What are you talking about?

[–] blue_zephyr@lemmy.world 7 points 1 year ago

And just like 9/11, their response is sowing death to countless civilians.

[–] jarfil@lemmy.world 16 points 1 year ago* (last edited 1 year ago)

when you stop to look at the powder keg they created

Wait until you expand it by a few more years:

[–] Something_Complex@lemmy.world 4 points 1 year ago (1 children)

The bigger problem is that they probably knew.

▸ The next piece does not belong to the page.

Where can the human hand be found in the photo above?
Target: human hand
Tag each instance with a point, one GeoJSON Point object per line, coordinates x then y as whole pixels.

They where informed by Egypt intelligence...

If that is true, then they might have let it happen as an excuse to take Gaza in retribution

[–] gummybootpiloot@lemmy.world 14 points 1 year ago (1 children)

Let's not spread conspiracy theories without good sources

[–] lennybird@lemmy.world 4 points 1 year ago (1 children)

US Congressional members with security clearances corroborated this, did they not?

[–] Gerbler@lemmy.ml 4 points 1 year ago (1 children)

They didn't corroborate that Israel let this happen as justification to level Gaza. That's the conspiracy theory the user above is urging not to spread.

[–] lennybird@lemmy.world 3 points 1 year ago

Fair point. Though to me it's of little relevance; for either they were grossly incompetent or they let it happen intentionally.

Given the historical evidence behind the Shock Doctrine, I'm convinced that is what's playing out here.